Gwil grinned. ‘Nor I you, Pen … Or, leastways not unless I’m really hungry.’

Once Maud, Sir Rollo and Father Nimbus were safely back inside the castle a trumpet sounded, the drawbridge rose and the metal teeth of the portcullis locked into place. An unaccustomed silence fell as everybody stopped what they were doing and turned to the small figure of the priest who was now standing in the middle of the bailey.

‘May the Lord keep you and protect you.’ His thin, clear voice floated up to the battlements. Gwil stopped what he was doing and bent his head in prayer; Penda followed, squinting sideways at him through half-closed eyes to take her lead as to what to do next.

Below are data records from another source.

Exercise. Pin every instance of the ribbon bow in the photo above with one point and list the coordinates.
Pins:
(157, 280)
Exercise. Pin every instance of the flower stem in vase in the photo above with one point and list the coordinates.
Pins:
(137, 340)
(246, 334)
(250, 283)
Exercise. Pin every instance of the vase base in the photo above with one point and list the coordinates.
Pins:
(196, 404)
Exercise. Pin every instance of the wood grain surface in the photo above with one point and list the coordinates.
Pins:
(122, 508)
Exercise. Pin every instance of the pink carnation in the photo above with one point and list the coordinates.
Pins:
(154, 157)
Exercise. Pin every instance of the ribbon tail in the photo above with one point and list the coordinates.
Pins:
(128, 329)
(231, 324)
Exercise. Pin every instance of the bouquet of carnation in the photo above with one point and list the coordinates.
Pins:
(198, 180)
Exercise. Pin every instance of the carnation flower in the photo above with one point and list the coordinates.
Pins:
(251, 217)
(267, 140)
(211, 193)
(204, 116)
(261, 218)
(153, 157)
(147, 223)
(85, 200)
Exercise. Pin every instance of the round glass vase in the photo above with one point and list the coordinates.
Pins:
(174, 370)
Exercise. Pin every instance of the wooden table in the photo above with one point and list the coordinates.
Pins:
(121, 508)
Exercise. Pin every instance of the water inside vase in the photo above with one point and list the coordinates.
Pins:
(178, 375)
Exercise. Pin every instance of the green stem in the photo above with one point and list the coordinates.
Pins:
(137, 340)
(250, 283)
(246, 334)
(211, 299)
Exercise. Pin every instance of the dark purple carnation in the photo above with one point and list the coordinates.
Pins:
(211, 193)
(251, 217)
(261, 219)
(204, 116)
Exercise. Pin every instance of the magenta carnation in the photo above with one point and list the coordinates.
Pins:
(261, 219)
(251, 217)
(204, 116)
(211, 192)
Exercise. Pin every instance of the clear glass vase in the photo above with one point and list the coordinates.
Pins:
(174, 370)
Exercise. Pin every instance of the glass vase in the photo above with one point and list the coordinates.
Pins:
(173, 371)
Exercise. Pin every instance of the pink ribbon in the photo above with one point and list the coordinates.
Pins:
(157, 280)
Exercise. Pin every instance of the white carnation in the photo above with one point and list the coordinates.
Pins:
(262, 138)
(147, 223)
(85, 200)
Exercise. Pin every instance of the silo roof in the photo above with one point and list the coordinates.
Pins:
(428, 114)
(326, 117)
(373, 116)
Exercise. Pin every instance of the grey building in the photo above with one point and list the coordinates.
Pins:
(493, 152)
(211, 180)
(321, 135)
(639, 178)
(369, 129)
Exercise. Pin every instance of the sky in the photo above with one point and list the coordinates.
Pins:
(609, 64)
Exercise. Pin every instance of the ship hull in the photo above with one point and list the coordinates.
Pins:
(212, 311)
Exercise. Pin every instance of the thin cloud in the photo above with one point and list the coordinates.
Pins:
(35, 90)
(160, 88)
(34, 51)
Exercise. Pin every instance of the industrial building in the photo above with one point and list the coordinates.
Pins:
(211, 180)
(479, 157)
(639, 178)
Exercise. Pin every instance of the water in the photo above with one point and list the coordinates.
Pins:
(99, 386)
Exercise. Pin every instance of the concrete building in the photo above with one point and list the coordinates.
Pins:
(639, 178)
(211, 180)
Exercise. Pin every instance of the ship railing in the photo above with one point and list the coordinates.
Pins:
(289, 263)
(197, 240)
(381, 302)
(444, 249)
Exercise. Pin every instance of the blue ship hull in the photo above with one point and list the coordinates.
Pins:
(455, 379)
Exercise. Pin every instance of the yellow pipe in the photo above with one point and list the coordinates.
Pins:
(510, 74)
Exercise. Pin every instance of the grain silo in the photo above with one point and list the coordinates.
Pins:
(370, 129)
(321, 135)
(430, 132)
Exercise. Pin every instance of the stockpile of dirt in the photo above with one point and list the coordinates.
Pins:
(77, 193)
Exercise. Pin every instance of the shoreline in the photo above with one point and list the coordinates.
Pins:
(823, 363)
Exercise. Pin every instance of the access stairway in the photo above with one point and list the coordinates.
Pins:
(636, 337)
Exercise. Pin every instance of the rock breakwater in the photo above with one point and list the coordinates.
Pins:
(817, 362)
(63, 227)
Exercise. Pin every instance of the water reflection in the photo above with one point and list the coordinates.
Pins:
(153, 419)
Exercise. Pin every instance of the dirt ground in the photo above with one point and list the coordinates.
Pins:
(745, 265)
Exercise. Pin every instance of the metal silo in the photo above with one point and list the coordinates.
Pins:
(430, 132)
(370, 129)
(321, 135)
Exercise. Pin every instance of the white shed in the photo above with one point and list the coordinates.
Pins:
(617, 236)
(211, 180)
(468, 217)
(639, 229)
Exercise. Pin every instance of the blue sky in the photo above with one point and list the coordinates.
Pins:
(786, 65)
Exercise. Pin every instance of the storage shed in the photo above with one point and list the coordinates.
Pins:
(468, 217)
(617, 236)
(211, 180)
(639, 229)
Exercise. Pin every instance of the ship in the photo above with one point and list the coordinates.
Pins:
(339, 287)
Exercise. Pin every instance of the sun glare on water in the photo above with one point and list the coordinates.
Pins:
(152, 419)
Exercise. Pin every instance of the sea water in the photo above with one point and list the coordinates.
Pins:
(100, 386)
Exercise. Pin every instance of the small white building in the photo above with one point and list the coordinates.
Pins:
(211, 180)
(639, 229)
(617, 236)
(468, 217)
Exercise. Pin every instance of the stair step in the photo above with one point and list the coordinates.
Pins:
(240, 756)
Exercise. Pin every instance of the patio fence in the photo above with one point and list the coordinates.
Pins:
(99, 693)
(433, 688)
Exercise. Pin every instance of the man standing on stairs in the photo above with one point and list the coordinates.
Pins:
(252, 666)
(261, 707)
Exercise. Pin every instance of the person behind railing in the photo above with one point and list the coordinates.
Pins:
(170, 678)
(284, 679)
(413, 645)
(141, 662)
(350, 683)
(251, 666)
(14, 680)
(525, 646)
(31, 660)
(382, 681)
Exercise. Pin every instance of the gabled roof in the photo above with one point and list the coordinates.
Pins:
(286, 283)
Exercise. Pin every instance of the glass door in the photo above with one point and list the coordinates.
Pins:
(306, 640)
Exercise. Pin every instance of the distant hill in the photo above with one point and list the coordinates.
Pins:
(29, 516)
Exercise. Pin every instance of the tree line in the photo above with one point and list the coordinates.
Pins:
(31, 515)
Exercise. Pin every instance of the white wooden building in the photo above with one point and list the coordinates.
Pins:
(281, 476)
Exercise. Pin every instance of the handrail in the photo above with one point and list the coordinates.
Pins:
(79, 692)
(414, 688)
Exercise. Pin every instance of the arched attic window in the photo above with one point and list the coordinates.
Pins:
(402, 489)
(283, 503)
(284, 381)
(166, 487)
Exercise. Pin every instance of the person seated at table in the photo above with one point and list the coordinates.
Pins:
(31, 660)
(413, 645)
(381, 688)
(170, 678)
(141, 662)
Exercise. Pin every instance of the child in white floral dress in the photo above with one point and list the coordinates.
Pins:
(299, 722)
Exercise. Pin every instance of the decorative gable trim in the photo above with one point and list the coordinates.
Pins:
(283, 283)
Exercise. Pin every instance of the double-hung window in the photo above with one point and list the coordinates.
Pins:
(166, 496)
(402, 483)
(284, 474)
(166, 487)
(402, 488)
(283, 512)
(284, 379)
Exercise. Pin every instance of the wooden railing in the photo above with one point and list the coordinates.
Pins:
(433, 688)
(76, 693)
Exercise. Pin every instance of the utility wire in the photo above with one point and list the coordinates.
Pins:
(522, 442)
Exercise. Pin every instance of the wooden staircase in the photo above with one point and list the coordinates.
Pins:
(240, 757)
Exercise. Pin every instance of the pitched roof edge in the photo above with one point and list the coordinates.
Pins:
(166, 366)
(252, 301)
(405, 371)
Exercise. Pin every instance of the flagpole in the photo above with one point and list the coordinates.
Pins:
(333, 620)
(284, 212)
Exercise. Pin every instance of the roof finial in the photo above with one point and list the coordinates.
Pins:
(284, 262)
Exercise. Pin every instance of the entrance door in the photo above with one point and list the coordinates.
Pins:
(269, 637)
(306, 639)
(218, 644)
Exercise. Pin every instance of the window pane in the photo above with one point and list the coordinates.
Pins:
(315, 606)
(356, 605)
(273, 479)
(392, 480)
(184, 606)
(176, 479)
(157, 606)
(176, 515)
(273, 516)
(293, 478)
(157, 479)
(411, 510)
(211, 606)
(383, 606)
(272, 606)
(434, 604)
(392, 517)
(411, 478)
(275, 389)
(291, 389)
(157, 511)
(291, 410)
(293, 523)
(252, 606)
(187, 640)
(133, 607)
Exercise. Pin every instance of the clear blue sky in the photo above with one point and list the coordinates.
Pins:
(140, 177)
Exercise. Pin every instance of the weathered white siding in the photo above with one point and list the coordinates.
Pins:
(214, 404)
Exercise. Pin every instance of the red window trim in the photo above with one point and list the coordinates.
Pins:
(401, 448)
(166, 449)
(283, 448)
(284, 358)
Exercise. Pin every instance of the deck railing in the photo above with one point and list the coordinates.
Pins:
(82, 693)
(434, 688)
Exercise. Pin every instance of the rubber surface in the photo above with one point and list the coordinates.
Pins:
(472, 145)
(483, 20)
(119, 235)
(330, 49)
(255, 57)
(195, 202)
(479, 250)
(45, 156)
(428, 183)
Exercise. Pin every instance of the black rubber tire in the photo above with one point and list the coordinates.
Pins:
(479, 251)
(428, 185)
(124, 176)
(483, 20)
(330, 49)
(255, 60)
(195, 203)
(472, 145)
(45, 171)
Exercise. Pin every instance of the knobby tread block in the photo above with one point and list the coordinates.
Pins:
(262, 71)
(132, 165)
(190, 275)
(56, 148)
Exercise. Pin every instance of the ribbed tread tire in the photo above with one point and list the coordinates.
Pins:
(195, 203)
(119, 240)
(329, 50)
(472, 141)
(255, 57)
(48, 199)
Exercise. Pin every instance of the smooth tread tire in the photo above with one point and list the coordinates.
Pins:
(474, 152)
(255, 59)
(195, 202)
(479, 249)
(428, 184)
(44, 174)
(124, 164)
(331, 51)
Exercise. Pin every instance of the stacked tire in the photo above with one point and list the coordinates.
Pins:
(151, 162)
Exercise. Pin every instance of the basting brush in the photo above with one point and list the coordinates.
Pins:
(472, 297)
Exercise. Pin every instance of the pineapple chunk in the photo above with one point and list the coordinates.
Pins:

Father Nimbus raised his hands: ‘And may His blessing be upon you now and for ever more …’ He stood silently for a moment, looking around at all the bowed heads surrounding him. He wanted to embrace them, to keep them all safe. The idea of war was anathema to him. All this bloodshed and conflict was simply too much for his poor old heart, not to mention the tricky question of whom to bless and whom not. Oh dear! He hadn’t a clue what the papal edict on crossbowmen was nowadays. It was getting so hard to keep up. But whatever it was, as far as he was concerned they were all God’s lambs, yes, even the arbalists with their beastly weapons, and therefore just as deserving of divine protection as anybody else. And with that, he raised his eyes to the ramparts and made the sign of the cross. ‘Amen.’

There was silence for a moment or two and then the castle erupted with a resounding ‘Amen’ and business resumed.

 

As far as Penda was concerned siege warfare was a malodorous affair. Even if she hadn’t been feeling quite so unwell anyway, the combination of smells wafting up to the battlements would have been enough to set her off all by themselves. Some of them she recognized: the boiled meat and vegetables blowing in from the kitchens, for instance, which weren’t so bad; the fresh blood from the ox hides strewn over every piece of thatch in the bailey as a protection against fire arrows wasn’t, on its own, too unpleasant either; but there were others that made her retch, like the one seeping up in great plumes from the hideous grey liquid the carpenters were stirring, which smelled like an entire ocean of rotting fish.

‘That’ll be the glue, Pen,’ Gwil said, laughing at the look of disgust on her face. ‘For the bows. Case they get broke.’

‘Oh,’ she mouthed weakly, hoping very much that hers didn’t; proximity to the fetid stuff might finish her off, never mind the enemy. She turned gratefully back to her loophole; there may be danger on the other side but at least the air was fresh.